Julie Gibert

Associate Professor

  • AB Davidson College
  • MA, PhD University of North Carolina-Chapel Hill
Office
CT 604

Julie Gibert holds an AB from Davidson College and an MA and PhD from the University of North Carolina at Chapel Hill.  She teaches courses on European history with particular focus on Britain and Ireland.  Recent courses include “World War One,” “Britain’s Global Empire,” “Episodes in Everyday Life,” and “The History of Food," as well as a Lifelong Learning course entitled "Crown, Sword, and Charter:  the Making of the British Monarchy."   

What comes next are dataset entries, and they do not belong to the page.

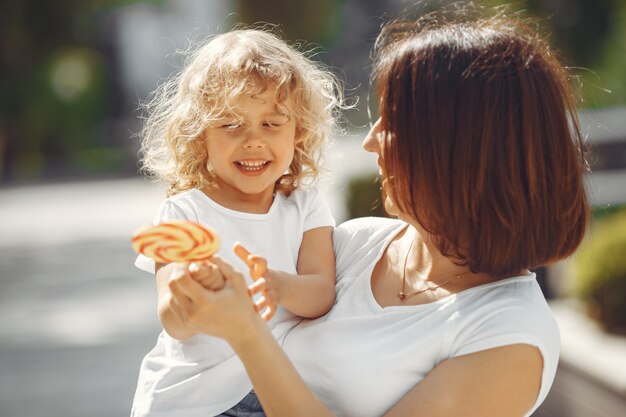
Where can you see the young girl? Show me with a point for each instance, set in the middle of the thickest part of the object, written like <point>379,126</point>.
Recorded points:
<point>235,135</point>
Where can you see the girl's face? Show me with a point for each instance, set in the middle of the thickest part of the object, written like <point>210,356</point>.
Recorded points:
<point>374,142</point>
<point>251,150</point>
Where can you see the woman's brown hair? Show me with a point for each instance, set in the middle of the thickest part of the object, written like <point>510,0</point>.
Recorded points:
<point>482,143</point>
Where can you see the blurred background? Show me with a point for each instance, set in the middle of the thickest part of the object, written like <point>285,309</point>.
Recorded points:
<point>76,317</point>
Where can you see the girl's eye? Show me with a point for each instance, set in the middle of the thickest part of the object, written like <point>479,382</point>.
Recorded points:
<point>230,126</point>
<point>273,123</point>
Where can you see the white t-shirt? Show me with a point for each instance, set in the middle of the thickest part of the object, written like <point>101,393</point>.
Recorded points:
<point>201,376</point>
<point>361,359</point>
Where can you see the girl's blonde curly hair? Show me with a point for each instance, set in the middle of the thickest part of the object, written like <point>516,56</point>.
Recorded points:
<point>243,61</point>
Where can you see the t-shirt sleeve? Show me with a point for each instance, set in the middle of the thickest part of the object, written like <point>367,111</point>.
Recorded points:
<point>514,324</point>
<point>318,212</point>
<point>167,211</point>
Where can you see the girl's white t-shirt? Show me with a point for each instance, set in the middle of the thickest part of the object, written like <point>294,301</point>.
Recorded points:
<point>201,376</point>
<point>360,358</point>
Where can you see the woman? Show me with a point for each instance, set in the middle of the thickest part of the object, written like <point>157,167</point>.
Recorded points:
<point>436,313</point>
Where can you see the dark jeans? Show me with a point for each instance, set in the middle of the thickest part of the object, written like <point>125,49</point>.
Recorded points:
<point>248,407</point>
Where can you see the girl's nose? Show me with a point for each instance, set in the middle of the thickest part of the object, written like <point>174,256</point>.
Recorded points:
<point>253,140</point>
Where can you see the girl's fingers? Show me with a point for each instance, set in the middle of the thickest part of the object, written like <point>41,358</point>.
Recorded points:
<point>258,266</point>
<point>214,279</point>
<point>229,273</point>
<point>256,287</point>
<point>260,304</point>
<point>269,306</point>
<point>269,312</point>
<point>185,286</point>
<point>241,252</point>
<point>199,271</point>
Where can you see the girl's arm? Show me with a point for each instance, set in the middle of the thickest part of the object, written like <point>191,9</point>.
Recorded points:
<point>500,382</point>
<point>310,293</point>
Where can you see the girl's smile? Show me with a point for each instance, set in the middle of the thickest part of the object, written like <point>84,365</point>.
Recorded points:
<point>250,149</point>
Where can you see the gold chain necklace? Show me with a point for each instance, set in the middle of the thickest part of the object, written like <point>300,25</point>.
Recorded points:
<point>431,287</point>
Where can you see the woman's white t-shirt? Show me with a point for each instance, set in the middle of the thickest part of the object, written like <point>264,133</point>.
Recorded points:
<point>361,359</point>
<point>201,376</point>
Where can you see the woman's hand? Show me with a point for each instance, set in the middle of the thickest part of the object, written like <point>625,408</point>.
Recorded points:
<point>228,313</point>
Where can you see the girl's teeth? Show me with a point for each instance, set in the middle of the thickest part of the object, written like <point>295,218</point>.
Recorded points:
<point>252,165</point>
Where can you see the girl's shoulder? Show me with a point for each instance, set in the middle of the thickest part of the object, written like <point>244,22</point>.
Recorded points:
<point>364,235</point>
<point>366,228</point>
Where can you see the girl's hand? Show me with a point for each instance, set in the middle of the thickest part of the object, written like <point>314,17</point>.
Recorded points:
<point>207,274</point>
<point>265,282</point>
<point>228,313</point>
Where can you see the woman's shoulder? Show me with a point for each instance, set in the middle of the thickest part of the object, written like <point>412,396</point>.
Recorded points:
<point>512,310</point>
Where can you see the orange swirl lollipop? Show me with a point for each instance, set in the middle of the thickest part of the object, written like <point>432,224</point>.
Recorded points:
<point>176,241</point>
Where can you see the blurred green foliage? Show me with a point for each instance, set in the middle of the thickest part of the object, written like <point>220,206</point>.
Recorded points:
<point>600,268</point>
<point>56,89</point>
<point>59,92</point>
<point>364,197</point>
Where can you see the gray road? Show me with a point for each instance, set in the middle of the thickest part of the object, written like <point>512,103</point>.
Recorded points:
<point>74,329</point>
<point>76,317</point>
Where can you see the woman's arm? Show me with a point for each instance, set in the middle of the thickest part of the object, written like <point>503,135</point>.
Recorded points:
<point>503,382</point>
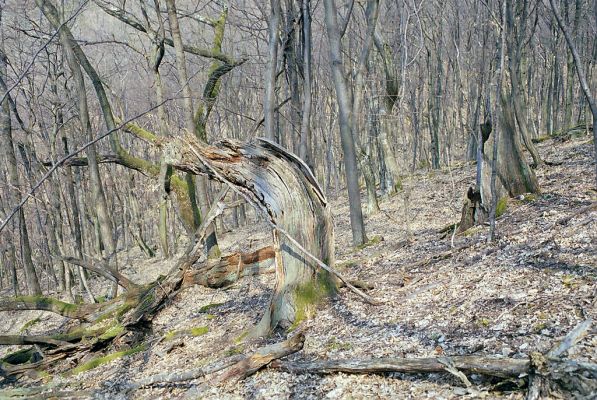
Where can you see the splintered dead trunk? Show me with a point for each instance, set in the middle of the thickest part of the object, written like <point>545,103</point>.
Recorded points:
<point>514,172</point>
<point>281,186</point>
<point>514,175</point>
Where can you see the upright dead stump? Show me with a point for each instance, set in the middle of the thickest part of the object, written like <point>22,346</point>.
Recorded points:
<point>281,186</point>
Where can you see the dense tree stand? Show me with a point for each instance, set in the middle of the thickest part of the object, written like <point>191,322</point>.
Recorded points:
<point>275,182</point>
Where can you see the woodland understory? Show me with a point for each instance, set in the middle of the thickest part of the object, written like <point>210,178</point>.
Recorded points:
<point>440,296</point>
<point>298,199</point>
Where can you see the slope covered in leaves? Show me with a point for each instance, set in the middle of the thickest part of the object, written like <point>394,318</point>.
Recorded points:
<point>441,294</point>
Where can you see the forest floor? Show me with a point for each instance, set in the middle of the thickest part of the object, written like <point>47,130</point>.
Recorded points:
<point>441,295</point>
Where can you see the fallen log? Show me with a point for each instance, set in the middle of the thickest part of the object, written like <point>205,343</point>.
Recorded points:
<point>493,366</point>
<point>231,268</point>
<point>544,372</point>
<point>262,357</point>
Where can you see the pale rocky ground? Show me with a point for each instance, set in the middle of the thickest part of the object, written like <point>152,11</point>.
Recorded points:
<point>517,295</point>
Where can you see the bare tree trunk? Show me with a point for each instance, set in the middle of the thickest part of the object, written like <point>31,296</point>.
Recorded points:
<point>390,96</point>
<point>75,57</point>
<point>305,147</point>
<point>283,189</point>
<point>13,178</point>
<point>269,101</point>
<point>346,134</point>
<point>581,76</point>
<point>514,43</point>
<point>211,244</point>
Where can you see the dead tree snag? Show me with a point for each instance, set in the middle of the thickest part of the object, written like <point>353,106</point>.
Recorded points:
<point>281,186</point>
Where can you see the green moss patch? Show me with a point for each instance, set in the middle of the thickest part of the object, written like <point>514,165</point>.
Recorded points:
<point>373,241</point>
<point>501,206</point>
<point>197,331</point>
<point>96,362</point>
<point>208,307</point>
<point>29,324</point>
<point>112,332</point>
<point>309,295</point>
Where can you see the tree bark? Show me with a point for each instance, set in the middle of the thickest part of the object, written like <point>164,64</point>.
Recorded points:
<point>346,129</point>
<point>581,76</point>
<point>269,101</point>
<point>13,177</point>
<point>280,185</point>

She has published and presented papers on a variety of topics including women’s education, the changing role of domestic service in British home life, and the depiction of British society in film and television. Her current research uses the papers of writer Vera Brittain to study life in twentieth-century Britain.    Dr. Gibert was a member of the American Historical Association’s Tuning Project, in which faculty members from throughout the US cooperated to articulate the core goals of historical study and to define the skills students develop through completing a degree in history.  

She is secretary of the New York State Association of European Historians, a group which facilitates scholarly dialogue among European history specialists and encourages the study and teaching of European history at all levels.

Publications

  • In Progress:  "Vera Brittain in the United States:  Developing Ideas on Democracy and Feminism"
  • In Progress:  "The New York State Association of European Historians: The Evolution of a Scholarly Community"
  • “Women Students and Student Life at England's Civic Universities before World War I.”  History of Education, 1994, vol. 23, no. 4.
  • “From the Printed Page to the Screen:  The Voyage of Charles Darwin,” in John D. Simons, ed., Film in the Historical Dimension.  Gainesville, FL:  University Press of Florida, 1994.